Begin with the reverse hypothesis, like Copernicus and Einstein. You are depressed because you should be. You are entitled to your depression. In fact, you'd be deranged if you were not depressed. Consider the only adults who are never depressed: chuckleheads, California surfers, and fundamentalist Christians who believe they have had a personal encounter with Jesus and are saved for once and all. Would you trade your depression to become any of these?

Now consider, not the usual therapeutic approach, but a more ancient and honorable alternative, the Roman option. I do not care for life in this deranged world, it is not an honorable way to live; therefore, like Cato, I take my leave. Or, as Ivan said to God in The Brothers Karamazov: if you exist, I respectfully return my ticket.

Now notice that as soon as suicide is taken as a serious alternative, a curious thing happens. To be or not to be becomes a true choice, where before you were stuck with to be. Your only choice was how to be less painfully, either by counseling, narcotizing, boozing, groupizing, womanizing, man-hopping, or changing your sexual preference.

If you are serious about the choice, certain consequences follow. Consider the alternatives. Suppose you elect suicide. Very well. You exit. Then what? What happens after you exit? Nothing much. Very little, indeed. After a ripple or two, the water closes over your head as if you had never existed. You are not indispensable, after all. You are not even a black hole in the Cosmos. All that stress and anxiety was for nothing. Your fellow townsmen will have something to talk about for a few days. Your neighbors will profess shock and enjoy it. One or two might miss you, perhaps your family, who will also resent the disgrace. Your creditors will resent the inconvenience. Your lawyers will be pleased. Your psychiatrist will be displeased. The priest or minister or rabbi will say a few words over you and down you go on the green tapes and that's the end of you. In a surprisingly short time, everyone is back in the rut of his own self as if you had never existed.

Now, in the light of this alternative, consider the other alternative. You can elect suicide, but you decide not to. What happens? All at once, you are dispensed. Why not live, instead of dying? You are like a prisoner released from the cell of his life. You notice that the cell door is ajar and that the sun is shining outside. Why not take a walk down the street? Where you might have been dead, you are alive. The sun is shining.

Suddenly you feel like a castaway on an island. You can't believe your good fortune. You feel for broken bones. You are in one piece, sole survivor of a foundered ship whose captain and crew had worried themselves into a fatal funk. And here you are, cast up on a beach and taken in by islanders who, it turns out, are themselves worried sick--over what? Over status, saving face, self-esteem, national rivalries, boredom, anxiety, depression from which they seek relief mainly in wars and the natural catastrophes which regularly overtake their neighbors.

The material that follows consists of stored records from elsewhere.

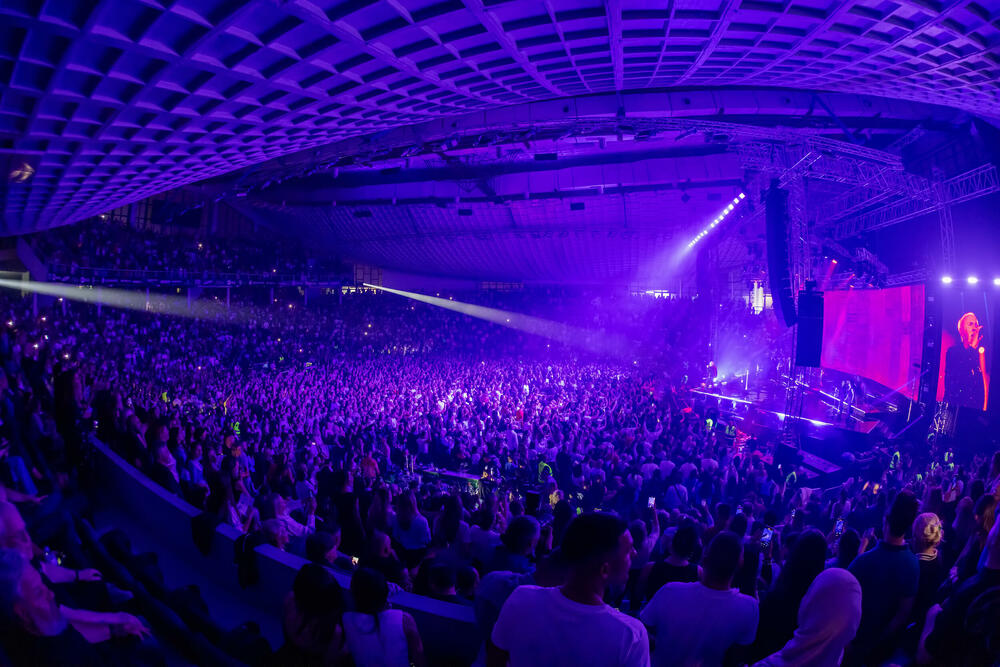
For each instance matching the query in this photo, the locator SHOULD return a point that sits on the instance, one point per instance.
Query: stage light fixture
(715, 223)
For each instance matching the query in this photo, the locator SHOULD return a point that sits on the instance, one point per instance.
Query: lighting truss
(978, 182)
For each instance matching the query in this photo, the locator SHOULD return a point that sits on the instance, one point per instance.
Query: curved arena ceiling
(461, 136)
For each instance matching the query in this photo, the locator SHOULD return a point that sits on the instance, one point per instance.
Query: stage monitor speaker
(779, 278)
(809, 335)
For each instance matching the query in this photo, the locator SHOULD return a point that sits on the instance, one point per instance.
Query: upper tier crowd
(615, 517)
(110, 245)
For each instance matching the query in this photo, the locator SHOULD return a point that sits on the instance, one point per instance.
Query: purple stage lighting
(715, 223)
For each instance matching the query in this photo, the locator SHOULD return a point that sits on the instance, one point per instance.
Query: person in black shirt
(677, 566)
(963, 374)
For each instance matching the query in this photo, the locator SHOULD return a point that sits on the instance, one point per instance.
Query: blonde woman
(927, 535)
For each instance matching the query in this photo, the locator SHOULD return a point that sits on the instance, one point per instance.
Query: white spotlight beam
(558, 331)
(717, 221)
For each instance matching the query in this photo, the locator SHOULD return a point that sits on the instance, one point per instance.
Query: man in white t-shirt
(695, 624)
(571, 626)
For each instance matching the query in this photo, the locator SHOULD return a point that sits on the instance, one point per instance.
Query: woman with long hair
(779, 610)
(378, 636)
(311, 620)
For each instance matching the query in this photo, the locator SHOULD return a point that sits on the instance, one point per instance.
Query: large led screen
(876, 334)
(966, 350)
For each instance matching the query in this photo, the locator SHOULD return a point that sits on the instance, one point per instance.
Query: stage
(826, 425)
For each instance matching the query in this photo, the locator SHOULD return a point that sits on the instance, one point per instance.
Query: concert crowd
(576, 494)
(111, 245)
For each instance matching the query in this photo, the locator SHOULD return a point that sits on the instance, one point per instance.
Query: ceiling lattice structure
(110, 101)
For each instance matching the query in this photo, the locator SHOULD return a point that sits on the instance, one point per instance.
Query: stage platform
(819, 434)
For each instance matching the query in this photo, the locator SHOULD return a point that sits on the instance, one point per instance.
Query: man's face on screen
(969, 329)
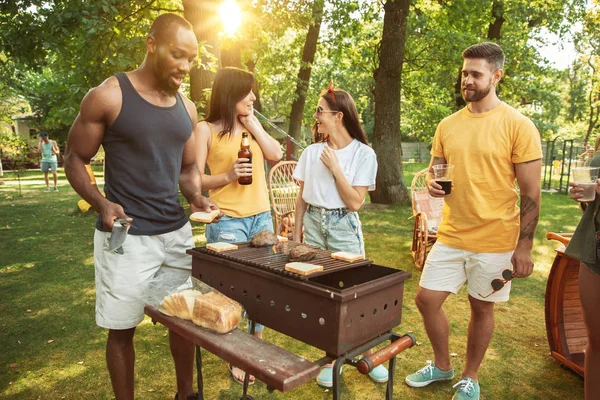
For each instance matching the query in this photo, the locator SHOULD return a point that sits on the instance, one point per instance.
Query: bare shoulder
(204, 131)
(103, 102)
(190, 107)
(107, 94)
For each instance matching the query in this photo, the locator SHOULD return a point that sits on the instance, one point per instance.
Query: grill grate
(274, 258)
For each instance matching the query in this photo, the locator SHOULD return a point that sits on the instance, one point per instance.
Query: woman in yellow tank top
(218, 138)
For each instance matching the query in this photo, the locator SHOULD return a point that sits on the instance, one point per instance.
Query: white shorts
(447, 269)
(121, 279)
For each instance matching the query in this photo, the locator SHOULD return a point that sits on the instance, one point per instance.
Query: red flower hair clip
(331, 91)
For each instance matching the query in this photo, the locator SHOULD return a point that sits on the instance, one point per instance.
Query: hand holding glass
(585, 178)
(442, 175)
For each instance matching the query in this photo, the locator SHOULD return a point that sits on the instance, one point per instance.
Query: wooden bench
(277, 368)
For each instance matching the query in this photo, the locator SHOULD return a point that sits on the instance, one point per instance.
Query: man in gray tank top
(145, 126)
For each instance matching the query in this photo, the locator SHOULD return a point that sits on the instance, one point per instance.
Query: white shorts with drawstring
(447, 269)
(121, 279)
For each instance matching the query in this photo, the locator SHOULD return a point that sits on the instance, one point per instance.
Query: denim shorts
(333, 229)
(49, 165)
(235, 230)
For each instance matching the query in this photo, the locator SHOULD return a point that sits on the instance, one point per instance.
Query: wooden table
(277, 368)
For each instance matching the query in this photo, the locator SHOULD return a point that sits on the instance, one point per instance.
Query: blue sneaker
(379, 374)
(467, 389)
(428, 374)
(325, 377)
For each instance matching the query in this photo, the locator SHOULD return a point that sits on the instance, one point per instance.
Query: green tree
(391, 188)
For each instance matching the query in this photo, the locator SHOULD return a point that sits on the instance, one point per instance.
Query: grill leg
(247, 375)
(199, 373)
(337, 377)
(390, 387)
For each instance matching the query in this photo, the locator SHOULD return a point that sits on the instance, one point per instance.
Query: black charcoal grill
(344, 310)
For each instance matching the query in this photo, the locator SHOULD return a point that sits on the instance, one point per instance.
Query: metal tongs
(118, 235)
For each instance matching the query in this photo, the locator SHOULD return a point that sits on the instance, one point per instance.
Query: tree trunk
(494, 33)
(308, 57)
(203, 15)
(391, 188)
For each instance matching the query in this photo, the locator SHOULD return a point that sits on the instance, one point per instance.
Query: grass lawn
(52, 349)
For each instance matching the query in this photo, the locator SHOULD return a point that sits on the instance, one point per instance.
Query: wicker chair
(283, 190)
(565, 326)
(427, 212)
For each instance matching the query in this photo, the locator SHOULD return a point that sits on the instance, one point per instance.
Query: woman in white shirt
(334, 179)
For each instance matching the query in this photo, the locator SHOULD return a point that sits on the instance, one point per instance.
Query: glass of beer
(585, 178)
(442, 175)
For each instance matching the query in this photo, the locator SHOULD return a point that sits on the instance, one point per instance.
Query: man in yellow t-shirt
(483, 232)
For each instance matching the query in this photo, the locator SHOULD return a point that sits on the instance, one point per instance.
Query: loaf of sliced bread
(303, 268)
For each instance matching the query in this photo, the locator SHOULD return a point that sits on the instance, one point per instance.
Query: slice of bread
(221, 246)
(303, 268)
(346, 256)
(203, 216)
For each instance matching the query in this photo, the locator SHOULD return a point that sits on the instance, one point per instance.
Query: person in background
(584, 246)
(246, 207)
(49, 151)
(145, 126)
(483, 234)
(334, 177)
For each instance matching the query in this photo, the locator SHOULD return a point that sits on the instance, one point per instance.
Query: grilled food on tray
(212, 310)
(302, 252)
(264, 238)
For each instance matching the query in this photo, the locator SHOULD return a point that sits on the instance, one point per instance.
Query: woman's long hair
(229, 87)
(340, 100)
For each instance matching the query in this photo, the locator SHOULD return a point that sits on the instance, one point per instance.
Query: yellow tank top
(233, 199)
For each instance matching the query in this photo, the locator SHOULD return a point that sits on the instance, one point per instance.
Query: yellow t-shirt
(233, 199)
(481, 213)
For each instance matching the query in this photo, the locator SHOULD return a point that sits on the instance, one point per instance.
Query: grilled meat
(303, 253)
(264, 238)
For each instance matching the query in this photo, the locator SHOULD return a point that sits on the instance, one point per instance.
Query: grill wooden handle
(366, 364)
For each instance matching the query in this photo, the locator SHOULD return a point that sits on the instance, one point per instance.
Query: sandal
(241, 382)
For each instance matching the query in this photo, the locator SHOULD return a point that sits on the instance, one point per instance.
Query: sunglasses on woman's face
(498, 284)
(320, 110)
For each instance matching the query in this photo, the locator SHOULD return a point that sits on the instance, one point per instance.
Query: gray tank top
(143, 153)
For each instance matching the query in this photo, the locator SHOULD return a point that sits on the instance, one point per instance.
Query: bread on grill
(346, 256)
(303, 252)
(221, 246)
(264, 238)
(303, 268)
(216, 312)
(203, 216)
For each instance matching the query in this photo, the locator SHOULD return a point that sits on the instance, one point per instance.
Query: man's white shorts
(447, 269)
(122, 278)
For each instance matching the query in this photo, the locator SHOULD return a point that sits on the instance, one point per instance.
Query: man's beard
(476, 95)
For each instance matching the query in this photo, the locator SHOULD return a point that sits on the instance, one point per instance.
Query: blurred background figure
(49, 151)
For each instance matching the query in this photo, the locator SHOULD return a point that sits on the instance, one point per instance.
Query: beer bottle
(245, 153)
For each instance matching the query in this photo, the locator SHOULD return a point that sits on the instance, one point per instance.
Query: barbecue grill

And you, an ex-suicide, lying on the beach? In what way have you been freed by the serious entertainment of your hypothetical suicide? Are you not free for the first time in your life to consider the folly of man, the most absurd of all the species, and to contemplate the cosmic mystery of your own existence? And even to consider which is the more absurd state of affairs, the manifest absurdity of your predicament:lost in the Cosmos and no news of how you got into such a fix or how to get out--or the even more preposterous eventuality that news did come from the God of the Cosmos, who took pity on your ridiculous plight and entered the space and time of your insignificant planet to tell you something.

The difference between a non-suicide and an ex-suicide leaving the house for work, at eight o'clock on an ordinary morning:

The non-suicide is a little traveling suck of care, sucking care with him from the past and being sucked toward care in the future. His breath is high in his chest.

The ex-suicide opens his front door, sits down on the steps, and laughs. Since he has the option of being dead, he has nothing to lose by being alive. It is good to be alive. He goes to work because he doesn't have to.